Она уже добрую сотню раз пользовалась этим выражением. Эдмон испытывал тягостную неловкость слыша его. Он отворачивался, прятал глаза. И все же нельзя сказать, чтобы эти слова претили ему. Он всю свою жизнь посвятил изучению старых мастеров. Сперва в Школе изящных искусств, потом в разных реставрационных мастерских он приобщился к тайнам старинных красок, к тонкостям последовательных лессировок, к тому, как, не трогая основной поверхности, использовать золотистый фон для подчеркивания сияющих оттенков, он овладел множеством ремесленных трюков, которыми так гордился, будто сам на жизненном пути их выдумал.

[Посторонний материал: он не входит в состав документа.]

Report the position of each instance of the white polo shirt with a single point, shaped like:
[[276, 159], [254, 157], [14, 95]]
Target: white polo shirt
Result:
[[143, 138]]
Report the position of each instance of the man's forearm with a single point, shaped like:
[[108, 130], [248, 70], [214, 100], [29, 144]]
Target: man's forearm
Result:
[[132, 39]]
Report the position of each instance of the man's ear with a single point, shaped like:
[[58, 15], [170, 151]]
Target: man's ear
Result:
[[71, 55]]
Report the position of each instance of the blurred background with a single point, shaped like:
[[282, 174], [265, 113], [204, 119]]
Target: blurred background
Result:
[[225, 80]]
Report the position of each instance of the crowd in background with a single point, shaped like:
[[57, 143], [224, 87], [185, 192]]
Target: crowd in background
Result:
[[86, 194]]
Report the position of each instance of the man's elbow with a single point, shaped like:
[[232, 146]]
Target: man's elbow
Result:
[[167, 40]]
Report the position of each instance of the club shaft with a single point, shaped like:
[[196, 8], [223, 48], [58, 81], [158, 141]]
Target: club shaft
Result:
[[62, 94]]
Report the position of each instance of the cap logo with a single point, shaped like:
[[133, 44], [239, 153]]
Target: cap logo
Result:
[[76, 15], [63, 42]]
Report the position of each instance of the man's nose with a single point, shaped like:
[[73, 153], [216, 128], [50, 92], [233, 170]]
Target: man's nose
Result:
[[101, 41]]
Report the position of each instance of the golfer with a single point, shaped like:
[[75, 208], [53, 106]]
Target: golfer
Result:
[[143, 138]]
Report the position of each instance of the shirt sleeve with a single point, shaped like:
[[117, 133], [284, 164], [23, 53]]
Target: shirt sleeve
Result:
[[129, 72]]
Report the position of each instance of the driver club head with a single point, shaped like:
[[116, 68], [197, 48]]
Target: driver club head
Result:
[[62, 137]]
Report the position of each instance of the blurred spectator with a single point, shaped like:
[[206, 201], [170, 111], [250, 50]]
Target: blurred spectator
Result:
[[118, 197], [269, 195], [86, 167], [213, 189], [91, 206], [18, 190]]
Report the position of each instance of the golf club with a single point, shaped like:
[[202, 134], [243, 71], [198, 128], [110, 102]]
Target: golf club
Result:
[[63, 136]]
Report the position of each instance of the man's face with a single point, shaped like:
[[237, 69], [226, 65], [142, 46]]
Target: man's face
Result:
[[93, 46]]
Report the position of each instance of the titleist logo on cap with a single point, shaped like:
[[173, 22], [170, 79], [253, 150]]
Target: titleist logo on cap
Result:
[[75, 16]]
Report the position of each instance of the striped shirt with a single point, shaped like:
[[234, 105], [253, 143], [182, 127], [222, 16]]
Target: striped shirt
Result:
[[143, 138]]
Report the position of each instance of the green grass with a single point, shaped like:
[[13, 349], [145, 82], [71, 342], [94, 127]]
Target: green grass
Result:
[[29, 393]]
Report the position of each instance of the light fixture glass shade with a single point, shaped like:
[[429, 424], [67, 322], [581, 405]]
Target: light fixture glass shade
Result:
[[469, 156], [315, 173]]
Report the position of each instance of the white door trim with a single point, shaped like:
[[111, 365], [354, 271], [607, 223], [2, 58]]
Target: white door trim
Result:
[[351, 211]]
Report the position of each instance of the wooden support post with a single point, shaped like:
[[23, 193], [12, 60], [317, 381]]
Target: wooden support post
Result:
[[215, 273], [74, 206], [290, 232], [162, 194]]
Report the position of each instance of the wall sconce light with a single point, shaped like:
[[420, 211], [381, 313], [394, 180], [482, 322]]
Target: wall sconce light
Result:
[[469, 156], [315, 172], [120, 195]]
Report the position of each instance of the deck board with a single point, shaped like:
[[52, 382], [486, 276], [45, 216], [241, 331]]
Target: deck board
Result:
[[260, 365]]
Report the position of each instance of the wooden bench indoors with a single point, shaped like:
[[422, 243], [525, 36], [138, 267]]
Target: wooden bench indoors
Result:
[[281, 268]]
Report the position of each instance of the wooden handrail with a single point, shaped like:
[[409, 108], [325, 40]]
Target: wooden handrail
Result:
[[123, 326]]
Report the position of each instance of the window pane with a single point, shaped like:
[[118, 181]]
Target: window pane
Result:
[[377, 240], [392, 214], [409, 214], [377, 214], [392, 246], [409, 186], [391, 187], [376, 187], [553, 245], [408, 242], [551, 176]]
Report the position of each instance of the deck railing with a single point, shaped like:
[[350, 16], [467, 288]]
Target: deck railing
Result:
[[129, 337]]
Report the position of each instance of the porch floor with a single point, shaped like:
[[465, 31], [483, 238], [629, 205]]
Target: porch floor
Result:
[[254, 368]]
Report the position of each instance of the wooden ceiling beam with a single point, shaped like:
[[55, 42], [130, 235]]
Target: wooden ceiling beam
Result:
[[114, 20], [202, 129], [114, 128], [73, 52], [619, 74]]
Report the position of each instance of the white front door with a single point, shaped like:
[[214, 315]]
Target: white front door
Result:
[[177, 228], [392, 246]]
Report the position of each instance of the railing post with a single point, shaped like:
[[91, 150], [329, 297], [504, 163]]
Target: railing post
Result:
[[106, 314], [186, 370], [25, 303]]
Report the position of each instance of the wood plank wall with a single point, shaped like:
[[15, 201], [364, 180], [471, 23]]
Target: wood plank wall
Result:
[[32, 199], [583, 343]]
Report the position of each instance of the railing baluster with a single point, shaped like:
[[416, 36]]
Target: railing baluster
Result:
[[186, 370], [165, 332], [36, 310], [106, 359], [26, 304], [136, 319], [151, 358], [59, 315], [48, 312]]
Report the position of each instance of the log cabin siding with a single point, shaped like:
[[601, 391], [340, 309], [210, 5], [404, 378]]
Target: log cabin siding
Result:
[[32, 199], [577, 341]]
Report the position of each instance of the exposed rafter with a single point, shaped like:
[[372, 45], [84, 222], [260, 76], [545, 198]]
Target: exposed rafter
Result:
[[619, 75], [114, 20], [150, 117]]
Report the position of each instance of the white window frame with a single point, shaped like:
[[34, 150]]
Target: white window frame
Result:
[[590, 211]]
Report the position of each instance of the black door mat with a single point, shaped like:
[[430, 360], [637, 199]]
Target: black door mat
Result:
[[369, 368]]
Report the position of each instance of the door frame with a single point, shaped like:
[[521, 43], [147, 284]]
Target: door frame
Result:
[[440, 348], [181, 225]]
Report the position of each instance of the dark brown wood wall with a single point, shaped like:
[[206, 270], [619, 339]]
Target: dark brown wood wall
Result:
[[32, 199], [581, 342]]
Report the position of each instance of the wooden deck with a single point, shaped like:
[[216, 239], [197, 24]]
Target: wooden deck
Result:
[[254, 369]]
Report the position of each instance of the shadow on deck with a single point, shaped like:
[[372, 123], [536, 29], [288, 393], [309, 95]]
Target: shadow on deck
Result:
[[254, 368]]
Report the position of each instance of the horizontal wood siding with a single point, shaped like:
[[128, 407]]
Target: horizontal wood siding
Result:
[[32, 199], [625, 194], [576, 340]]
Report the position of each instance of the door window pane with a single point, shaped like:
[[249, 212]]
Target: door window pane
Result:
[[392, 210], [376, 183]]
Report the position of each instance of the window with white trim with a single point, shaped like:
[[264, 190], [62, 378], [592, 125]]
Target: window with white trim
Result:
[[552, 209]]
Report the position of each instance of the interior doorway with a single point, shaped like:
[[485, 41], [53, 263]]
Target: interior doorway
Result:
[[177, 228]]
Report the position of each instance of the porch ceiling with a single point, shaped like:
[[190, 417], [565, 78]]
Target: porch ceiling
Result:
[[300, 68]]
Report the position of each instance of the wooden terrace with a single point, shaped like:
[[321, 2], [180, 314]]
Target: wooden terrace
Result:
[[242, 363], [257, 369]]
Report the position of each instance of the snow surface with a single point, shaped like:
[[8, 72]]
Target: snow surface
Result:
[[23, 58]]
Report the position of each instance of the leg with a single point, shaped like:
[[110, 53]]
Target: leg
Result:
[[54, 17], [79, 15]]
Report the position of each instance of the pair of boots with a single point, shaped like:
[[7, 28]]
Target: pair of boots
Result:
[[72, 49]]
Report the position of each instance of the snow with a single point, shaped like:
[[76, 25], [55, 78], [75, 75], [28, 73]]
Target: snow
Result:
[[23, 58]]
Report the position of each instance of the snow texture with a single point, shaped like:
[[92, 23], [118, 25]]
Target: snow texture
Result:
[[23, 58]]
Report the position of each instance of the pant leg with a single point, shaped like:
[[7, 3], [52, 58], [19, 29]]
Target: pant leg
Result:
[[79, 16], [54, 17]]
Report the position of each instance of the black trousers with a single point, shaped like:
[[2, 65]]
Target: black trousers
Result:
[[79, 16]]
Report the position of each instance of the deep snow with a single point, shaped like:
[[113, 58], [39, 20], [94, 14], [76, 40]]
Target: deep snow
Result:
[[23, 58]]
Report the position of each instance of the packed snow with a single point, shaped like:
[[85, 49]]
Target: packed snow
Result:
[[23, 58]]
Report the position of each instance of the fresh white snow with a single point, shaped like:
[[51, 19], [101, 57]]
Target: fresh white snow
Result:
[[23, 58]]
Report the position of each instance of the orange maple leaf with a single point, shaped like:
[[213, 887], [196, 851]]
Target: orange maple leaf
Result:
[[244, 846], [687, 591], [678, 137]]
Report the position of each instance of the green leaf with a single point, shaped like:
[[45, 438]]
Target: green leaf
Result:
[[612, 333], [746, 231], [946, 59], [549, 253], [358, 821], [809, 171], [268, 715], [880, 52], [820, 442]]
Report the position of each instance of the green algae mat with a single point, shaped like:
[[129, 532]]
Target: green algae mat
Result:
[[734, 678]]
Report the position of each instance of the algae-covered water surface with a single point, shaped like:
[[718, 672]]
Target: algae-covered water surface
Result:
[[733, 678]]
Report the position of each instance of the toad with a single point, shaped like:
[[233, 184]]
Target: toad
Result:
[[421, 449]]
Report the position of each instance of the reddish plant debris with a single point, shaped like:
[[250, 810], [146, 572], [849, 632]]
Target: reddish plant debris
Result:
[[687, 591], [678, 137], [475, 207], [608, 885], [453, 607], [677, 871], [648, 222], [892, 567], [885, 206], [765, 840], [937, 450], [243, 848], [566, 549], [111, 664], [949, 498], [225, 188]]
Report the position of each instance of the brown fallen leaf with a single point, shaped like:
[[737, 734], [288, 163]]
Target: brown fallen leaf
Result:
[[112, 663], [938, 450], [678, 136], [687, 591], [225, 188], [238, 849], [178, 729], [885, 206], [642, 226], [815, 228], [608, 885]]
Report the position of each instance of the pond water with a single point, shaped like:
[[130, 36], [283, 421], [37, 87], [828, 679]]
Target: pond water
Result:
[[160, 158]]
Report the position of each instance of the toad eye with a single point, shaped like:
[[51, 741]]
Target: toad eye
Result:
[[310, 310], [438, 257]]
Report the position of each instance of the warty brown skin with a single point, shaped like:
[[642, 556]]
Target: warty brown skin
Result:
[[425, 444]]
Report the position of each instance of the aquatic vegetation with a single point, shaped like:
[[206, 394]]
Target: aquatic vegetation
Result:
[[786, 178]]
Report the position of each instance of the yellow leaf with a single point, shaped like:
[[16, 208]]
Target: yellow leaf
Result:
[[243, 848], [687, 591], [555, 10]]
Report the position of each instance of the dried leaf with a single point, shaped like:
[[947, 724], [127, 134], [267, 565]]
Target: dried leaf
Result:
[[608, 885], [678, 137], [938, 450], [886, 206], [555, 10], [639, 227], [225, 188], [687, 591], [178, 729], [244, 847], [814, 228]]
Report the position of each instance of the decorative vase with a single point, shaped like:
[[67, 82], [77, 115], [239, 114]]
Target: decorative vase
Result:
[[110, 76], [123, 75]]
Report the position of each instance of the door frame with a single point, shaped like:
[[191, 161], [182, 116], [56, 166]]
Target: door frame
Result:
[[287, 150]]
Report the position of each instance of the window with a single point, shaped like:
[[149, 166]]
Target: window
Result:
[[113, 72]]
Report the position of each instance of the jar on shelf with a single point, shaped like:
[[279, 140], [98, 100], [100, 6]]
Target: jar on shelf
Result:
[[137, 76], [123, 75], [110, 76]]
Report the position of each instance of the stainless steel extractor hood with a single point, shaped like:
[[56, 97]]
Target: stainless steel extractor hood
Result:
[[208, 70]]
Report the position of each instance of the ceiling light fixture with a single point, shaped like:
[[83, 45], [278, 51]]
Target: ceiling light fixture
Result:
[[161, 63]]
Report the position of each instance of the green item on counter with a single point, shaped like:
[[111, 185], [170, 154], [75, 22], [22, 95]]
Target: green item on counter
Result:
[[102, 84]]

Теперь зрители во главе с Адриенной собрались перед недавней работой, которой Эдмон был особенно доволен: ваза для фруктов, полная красных больших яблок, рядом разбросано несколько орехов, и все это на кружевной скатерти. Кружево, тонкое, как паутинка, было там и сям умышленно смято, что обязывало живописца к подвигу кропотливой тщательности, ведь требовалось при изображении складок в точности сохранить все подробности орнамента в целом. Работа добросовестного миниатюриста. Единодушные восклицания приветствовали это достижение:
— Поразительно! Это правдивее самой природы, мсье Лепельте! Как вы сумели? Это же, наверное, адский труд!
— Сверхчеловеческая задача! — подтвердила Адриенна. — Угадайте, сколько времени он потратил только на то, чтобы управиться с этой чертовой кружевной скатертью?
Несколько робких голосов рискнули пробормотать:
— Ну, два дня… Или три…
— Месяц! — победно возгласила Адриенна. — Он целый месяц над ней корпел! Я говорила ему: «Оставь, напиши просто тканую скатерть или, если хочешь, вышитую! Но во всяком случае не кружевную». А он меня и слушать не захотел. Упрям, простите за выражение, как мул! Он себе на этом глаза испортил. Потом пришлось в Орлеан ехать, на консультацию к офтальмологу. Ему там выписали новые очки!